Re: [PoC] Non-volatile WAL buffer - Mailing list pgsql-hackers

From Konstantin Knizhnik
Subject Re: [PoC] Non-volatile WAL buffer
Date
Msg-id fb1490ce-24c6-4e60-0774-a29752bc97cb@postgrespro.ru
Whole thread Raw
In response to Re: [PoC] Non-volatile WAL buffer  (Tomas Vondra <tomas.vondra@enterprisedb.com>)
List pgsql-hackers
Thank you for your feedback.

On 19.02.2021 6:25, Tomas Vondra wrote:
> On 1/22/21 5:04 PM, Konstantin Knizhnik wrote:
>> ...
>>
>> I have heard from several DBMS experts that appearance of huge and
>> cheap non-volatile memory can make a revolution in database system
>> architecture. If all database can fit in non-volatile memory, then we
>> do not need buffers, WAL, ...>
>> But although  multi-terabyte NVM announces were made by IBM several
>> years ago, I do not know about some successful DBMS prototypes with new
>> architecture.
>>
>> I tried to understand why...
>>
> IMHO those predictions are a bit too optimistic, because they often
> assume PMEM behavior is mostly similar to DRAM, except for the extra
> persistence.

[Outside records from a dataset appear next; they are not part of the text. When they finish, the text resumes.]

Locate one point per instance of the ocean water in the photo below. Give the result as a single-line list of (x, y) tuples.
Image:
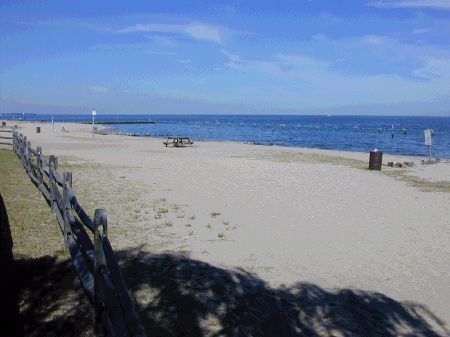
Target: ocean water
[(395, 135)]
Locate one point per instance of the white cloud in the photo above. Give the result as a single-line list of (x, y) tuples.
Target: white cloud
[(196, 31), (421, 30), (436, 4), (288, 80), (98, 89), (183, 61)]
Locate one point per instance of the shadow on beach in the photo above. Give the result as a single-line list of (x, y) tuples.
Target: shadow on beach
[(179, 296)]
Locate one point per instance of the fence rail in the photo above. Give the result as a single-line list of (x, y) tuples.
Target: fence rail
[(95, 263), (4, 138)]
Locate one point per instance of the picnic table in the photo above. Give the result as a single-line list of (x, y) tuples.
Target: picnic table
[(178, 141)]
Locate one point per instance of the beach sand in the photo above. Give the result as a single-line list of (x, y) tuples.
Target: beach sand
[(286, 215)]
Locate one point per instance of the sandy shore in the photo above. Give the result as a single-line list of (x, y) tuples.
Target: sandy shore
[(287, 215)]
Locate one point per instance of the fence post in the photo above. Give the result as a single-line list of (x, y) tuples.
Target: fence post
[(51, 165), (67, 185), (29, 154), (100, 219), (39, 164)]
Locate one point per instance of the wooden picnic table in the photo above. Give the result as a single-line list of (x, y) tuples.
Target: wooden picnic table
[(178, 141)]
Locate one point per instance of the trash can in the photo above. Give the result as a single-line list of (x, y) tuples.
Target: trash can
[(375, 160)]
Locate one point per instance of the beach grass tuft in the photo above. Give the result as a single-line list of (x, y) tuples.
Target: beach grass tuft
[(215, 214)]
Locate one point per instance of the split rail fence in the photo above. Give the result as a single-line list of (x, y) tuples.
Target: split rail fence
[(5, 139), (95, 263)]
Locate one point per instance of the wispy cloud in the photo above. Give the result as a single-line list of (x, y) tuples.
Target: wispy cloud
[(436, 4), (196, 31), (98, 89)]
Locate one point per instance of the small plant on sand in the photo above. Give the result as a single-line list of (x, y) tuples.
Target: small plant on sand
[(215, 214)]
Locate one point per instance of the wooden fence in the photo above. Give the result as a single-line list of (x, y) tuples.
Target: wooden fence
[(95, 263), (5, 136)]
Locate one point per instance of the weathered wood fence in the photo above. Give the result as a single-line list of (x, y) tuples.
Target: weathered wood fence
[(5, 136), (95, 263)]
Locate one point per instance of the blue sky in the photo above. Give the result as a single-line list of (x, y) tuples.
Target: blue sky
[(246, 57)]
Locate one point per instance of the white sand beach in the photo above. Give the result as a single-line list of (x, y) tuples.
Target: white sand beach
[(287, 215)]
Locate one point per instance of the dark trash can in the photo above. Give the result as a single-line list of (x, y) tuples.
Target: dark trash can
[(375, 160)]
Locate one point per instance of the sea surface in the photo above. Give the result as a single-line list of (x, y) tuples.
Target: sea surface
[(395, 135)]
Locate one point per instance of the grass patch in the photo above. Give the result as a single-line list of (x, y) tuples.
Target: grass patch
[(215, 214), (34, 228)]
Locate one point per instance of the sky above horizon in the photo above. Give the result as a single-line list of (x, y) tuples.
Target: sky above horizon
[(226, 57)]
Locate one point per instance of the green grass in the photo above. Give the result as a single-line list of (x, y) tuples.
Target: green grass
[(34, 228), (215, 214)]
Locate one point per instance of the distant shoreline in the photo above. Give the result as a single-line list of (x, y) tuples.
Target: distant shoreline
[(107, 128)]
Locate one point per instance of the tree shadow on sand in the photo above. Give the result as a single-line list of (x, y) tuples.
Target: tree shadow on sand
[(179, 296), (39, 296)]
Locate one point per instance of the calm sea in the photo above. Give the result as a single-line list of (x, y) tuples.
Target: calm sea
[(395, 135)]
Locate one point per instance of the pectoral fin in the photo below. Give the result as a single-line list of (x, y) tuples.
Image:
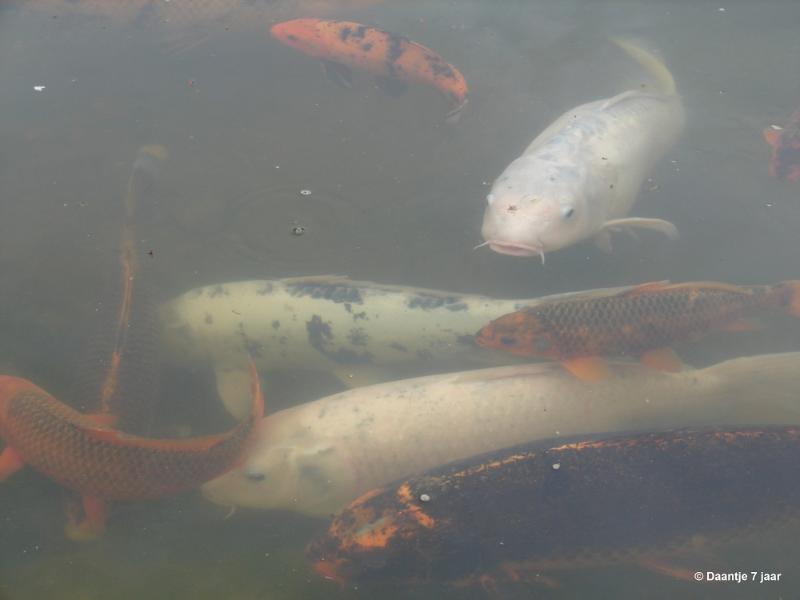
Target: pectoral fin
[(391, 86), (233, 387), (659, 225), (587, 368), (338, 73), (662, 359), (10, 463), (93, 523)]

But that's not quite true - throughput with PMEM is much
> lower
Actually it is not completely true.
There are several types of NVDIMMs.
Most popular now is NVDIMM-N which is just combination of DRAM and flash.
Speed it the same as of normal DRAM, but size of such memory is also 
comparable with DRAM.
So I do not think that it is perspective approach.
And definitely speed of Intel Optane memory is much slower than of DRAM.
>> But the main advantage of PMEM from my point of view is that it allows
>> to avoid write-ahead logging at all!
> No, PMEM certainly does not allow avoiding write-ahead logging - we
> still need to handle e.g. recovery after a crash, when the data files
> are in unknown / corrupted state.

It is possible to avoid write-ahead logging if we use special algorithms 
(like PMwCAS)
which ensures atomicity of updates.
> The problem with removing buffer manager and just writing everything
> directly to PMEM is the worse latency/throughput (compared to DRAM).
> It's probably much more efficient to combine multiple writes into RAM
> and then do one (much slower) write to persistent storage, than pay the
> higher latency for every write.
>
> It might make sense for data sets that are larger than DRAM but can fit
> into PMEM. But that seems like fairly rare case, and even then it may be
> more efficient to redesign the schema to fit into RAM somehow (sharding,
> partitioning, ...).

Certainly avoid buffering will make sense only if speed of accessing 
PMEM will be comparable with DRAM.
> So I have to patch code of this library instead of just using it:
>
>    git@github.com:postgrespro/bztree.git
>
> I have not tested yet most iterating case: access to PMEM through PMDK.
> And I do not have hardware for such tests.
> But first results are also seem to be interesting: PMwCAS is kind of
> lockless algorithm and it shows much better scaling at
> NUMA host comparing with standard Postgres.
>
> I have done simple parallel insertion test: multiple clients are
> inserting data with random keys.
> To make competition with vanilla Postgres more honest I used unlogged
> table:
>
> create unlogged table t(pk int, payload int);
> create index on t using bztree(pk);
>
> randinsert.sql:
> insert into t (payload,pk) values
> (generate_series(1,1000),random()*1000000000);
>
> pgbench -f randinsert.sql -c N -j N -M prepared -n -t 1000 -P 1 postgres
>
> So each client is inserting one million records.
> The target system has 160 virtual and 80 real cores with 256GB of RAM.
> Results (TPS) are the following:
>
> N      nbtree      bztree
> 1           540          455
> 10         993        2237
> 100     1479        5025
>
> So bztree is more than 3 times faster for 100 clients.
> Just for comparison: result for inserting in this table without index is
> 10k TPS.
>
> I'm not familiar with bztree, but I agree novel indexing structures are
> an interesting topic on their own. I only quickly skimmed the bztree
> paper, but it seems it might be useful even on DRAM (assuming it will
> work with replication etc.).
>
> The other "problem" with placing data files (tables, indexes) on PMEM
> and making this code PMEM-aware is that these writes generally happen
> asynchronously in the background, so the impact on transaction rate is
> fairly low. This is why all the patches in this thread try to apply PMEM
> on the WAL logging / flushing, which is on the critical path.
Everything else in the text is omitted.